С удивлением смотрели солдаты на своего полковника, обмениваясь втихомолку замечаниями. Уж очень им было диковинно, что не Кмициц теперь их полковник, а Бабинич, что звать его они должны просто паном. Но больше всех пожимал плечами и топорщил усы старый Сорока; не сводя глаз с грозного полковника, он ворчал Белоусу:
— «Пан Бабинич»! Да у меня язык не повернется сказать такое. Разрази меня гром, коль не буду я звать его по-старому, как по чину положено!
— Приказ есть приказ! — возражал Белоус. — Ну и изменился же полковник, страшное дело.
Не знали солдаты, что душа пана Анджея изменилась так же, как наружность.
— Трогай! — неожиданно крикнул Бабинич.
Щелкнули бичи, всадники окружили сбившийся в кучу табунок лошадей и тронулись в путь.
Подвигаясь вдоль самой границы между Трокским воеводством и Пруссией, шли они через необъятные дремучие леса по тропам, известным одним только Кемличам, пока не вступили в пределы Пруссии и не добрались до Лента, или, как называл его старый Кемлич, Элка, где от шляхты, которая с женами, детьми и пожитками укрылась под рукой курфюрста, узнали последние новости.

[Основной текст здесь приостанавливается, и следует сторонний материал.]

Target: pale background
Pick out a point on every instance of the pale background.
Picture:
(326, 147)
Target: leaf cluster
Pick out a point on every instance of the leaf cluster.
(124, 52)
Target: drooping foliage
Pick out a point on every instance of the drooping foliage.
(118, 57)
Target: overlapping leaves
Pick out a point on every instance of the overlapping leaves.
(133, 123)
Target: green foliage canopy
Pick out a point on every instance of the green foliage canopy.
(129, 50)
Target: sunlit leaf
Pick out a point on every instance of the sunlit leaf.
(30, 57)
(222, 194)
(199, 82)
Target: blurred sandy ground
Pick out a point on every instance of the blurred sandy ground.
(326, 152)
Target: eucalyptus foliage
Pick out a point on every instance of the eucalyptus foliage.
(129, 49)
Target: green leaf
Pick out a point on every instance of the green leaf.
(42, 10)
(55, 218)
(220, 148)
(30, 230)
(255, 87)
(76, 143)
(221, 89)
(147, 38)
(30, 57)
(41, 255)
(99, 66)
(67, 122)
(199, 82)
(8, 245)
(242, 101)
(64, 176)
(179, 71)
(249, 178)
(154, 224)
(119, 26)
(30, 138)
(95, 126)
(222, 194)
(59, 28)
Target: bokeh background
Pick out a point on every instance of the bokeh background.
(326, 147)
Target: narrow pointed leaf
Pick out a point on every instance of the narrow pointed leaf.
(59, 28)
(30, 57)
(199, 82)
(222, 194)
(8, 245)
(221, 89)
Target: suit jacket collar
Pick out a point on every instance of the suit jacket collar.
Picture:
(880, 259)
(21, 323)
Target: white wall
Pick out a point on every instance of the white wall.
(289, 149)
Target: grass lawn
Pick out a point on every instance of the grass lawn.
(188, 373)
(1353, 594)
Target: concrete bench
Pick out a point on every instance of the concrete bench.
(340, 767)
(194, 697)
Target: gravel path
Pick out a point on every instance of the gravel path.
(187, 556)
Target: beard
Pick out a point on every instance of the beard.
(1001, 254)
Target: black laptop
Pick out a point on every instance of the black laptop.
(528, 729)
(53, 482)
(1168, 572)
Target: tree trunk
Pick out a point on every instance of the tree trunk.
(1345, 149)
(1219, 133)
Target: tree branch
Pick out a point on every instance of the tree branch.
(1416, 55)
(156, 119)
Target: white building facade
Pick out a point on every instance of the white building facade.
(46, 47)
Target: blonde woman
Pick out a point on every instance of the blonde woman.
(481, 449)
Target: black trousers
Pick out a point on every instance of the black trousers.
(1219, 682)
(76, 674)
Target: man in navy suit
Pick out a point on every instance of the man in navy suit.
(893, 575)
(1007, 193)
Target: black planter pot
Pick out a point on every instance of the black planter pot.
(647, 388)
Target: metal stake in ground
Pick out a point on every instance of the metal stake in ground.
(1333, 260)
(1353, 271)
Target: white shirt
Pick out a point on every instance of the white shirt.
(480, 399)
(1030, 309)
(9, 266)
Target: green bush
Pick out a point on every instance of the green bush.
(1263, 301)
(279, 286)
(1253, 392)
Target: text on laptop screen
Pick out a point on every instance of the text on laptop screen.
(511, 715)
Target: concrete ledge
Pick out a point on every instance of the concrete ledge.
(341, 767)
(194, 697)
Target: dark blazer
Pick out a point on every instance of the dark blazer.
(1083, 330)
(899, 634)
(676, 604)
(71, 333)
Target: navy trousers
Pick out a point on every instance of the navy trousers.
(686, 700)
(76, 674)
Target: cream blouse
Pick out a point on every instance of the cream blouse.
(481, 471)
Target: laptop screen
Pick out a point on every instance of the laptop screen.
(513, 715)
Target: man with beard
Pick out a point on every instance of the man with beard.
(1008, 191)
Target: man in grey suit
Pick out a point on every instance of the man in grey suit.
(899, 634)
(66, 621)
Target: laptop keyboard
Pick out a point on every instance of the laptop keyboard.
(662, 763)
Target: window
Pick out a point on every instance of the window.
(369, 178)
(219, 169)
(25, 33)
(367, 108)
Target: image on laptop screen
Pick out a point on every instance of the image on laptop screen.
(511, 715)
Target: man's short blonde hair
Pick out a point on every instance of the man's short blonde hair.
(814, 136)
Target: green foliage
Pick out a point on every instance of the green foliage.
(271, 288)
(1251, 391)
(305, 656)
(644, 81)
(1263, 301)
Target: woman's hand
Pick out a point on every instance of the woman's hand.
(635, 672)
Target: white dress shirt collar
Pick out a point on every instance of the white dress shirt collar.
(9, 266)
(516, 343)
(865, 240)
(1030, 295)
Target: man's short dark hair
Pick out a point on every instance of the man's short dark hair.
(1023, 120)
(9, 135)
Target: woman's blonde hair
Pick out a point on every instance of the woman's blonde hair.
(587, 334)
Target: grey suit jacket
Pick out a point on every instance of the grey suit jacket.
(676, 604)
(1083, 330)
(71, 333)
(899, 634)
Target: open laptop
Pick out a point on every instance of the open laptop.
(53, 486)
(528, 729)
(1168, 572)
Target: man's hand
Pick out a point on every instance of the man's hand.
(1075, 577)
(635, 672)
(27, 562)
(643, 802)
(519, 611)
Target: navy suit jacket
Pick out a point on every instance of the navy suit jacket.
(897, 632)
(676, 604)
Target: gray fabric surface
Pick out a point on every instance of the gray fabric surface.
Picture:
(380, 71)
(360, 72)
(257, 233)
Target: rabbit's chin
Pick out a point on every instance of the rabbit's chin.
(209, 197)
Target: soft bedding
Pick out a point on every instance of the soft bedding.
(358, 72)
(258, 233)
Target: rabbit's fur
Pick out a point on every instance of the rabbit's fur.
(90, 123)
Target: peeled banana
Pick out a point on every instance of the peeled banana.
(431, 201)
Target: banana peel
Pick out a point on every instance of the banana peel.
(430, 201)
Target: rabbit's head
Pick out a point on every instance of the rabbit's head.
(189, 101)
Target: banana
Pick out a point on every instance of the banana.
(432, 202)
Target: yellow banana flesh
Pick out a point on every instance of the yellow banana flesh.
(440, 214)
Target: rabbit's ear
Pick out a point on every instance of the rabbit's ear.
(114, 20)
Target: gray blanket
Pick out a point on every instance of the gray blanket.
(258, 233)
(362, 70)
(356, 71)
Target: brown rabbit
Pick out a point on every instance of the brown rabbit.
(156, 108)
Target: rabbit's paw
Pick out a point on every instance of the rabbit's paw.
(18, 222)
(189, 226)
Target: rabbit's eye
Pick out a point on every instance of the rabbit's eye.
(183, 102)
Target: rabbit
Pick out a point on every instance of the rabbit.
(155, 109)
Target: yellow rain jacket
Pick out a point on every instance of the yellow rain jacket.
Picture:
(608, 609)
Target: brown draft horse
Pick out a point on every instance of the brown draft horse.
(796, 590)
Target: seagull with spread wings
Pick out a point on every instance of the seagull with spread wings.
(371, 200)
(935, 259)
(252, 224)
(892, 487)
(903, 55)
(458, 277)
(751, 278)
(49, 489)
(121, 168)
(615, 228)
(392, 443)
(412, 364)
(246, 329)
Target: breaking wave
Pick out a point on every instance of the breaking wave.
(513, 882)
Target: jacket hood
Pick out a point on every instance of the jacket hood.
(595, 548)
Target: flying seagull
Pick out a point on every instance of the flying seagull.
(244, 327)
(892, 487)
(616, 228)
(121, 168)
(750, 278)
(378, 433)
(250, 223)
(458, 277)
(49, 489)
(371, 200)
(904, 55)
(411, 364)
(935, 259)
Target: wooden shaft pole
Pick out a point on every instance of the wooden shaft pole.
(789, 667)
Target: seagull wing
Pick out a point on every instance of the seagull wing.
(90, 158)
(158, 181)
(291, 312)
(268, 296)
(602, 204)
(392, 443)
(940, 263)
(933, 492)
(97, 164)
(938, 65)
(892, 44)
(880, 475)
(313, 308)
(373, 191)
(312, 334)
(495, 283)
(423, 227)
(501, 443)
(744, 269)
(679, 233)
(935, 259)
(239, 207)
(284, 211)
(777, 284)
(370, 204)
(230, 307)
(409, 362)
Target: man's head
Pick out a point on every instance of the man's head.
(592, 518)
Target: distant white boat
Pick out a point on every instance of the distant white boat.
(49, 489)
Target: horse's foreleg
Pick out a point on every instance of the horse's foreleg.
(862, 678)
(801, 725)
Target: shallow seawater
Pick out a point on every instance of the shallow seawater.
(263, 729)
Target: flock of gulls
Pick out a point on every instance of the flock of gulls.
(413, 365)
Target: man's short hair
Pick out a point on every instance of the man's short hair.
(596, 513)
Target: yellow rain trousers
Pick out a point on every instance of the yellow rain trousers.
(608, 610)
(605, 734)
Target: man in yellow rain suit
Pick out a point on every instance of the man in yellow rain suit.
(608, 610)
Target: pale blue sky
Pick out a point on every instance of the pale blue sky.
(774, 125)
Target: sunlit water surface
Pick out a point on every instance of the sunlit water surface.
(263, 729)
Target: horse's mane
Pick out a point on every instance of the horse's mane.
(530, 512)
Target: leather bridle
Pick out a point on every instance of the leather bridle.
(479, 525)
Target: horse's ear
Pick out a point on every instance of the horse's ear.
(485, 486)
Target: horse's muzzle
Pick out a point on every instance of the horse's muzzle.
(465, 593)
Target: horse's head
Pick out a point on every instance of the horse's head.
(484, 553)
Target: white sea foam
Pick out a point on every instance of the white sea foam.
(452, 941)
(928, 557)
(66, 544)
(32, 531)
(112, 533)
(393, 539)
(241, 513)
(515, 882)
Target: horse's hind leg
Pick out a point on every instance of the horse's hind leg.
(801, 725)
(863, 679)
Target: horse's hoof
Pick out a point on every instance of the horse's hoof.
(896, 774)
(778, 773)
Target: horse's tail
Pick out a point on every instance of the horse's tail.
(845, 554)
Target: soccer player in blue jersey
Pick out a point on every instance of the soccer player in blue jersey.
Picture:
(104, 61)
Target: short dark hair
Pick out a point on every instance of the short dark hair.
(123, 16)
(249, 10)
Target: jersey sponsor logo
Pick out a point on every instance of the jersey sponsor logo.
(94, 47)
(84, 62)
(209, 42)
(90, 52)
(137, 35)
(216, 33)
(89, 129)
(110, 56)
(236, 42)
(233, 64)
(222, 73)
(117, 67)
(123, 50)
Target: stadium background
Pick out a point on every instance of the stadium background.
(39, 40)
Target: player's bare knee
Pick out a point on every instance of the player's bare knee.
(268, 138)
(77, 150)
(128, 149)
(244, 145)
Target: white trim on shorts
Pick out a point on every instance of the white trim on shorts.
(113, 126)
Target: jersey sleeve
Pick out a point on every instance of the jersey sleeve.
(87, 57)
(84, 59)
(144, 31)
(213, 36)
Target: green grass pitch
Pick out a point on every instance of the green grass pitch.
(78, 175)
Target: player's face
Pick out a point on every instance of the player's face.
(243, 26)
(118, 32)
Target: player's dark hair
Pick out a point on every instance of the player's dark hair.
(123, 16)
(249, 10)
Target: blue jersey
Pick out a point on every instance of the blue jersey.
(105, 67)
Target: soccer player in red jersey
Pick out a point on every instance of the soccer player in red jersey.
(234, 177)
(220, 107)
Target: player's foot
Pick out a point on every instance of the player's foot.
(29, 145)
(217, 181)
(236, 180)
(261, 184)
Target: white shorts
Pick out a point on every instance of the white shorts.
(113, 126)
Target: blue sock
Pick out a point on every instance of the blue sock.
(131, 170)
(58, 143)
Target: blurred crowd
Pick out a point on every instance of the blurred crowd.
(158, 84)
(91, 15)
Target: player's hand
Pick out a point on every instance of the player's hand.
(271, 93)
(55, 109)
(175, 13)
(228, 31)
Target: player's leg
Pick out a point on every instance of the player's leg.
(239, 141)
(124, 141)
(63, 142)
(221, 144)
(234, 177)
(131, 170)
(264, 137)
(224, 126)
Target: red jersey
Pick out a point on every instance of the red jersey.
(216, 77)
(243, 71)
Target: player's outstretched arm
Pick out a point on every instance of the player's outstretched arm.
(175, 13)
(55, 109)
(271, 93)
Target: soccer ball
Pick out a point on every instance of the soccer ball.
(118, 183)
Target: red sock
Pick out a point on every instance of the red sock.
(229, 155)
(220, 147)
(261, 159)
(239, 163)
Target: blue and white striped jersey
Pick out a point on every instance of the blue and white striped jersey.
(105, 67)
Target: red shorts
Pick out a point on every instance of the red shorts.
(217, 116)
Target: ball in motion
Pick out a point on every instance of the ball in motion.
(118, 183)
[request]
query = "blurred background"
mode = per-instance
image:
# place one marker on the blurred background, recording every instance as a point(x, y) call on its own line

Ленг живо напоминал табор, верней сказать, шумный сеймик. Сидя в корчмах, шляхта попивала прусское пиво и вела между собой разговоры, а приезжие нет-нет да и привозили свежие новости. Никого ни о чем не спрашивая, только прислушиваясь к разговорам, Бабинич узнал, что Королевская Пруссия и богатые ее города решительно стали на сторону Яна Казимира и уже заключили договор с курфюрстом, чтобы в союзе с ним обороняться против любого врага. Однако ходила молва, будто самые крупные города, несмотря на договор, не хотят впустить гарнизоны курфюрста, опасаясь, как бы этот лукавый правитель, раз заняв их с оружием в руках, не вздумал потом оставить их за собой навсегда или в решительную минуту не соединился предательски со шведами, на что по природной хитрости он был способен.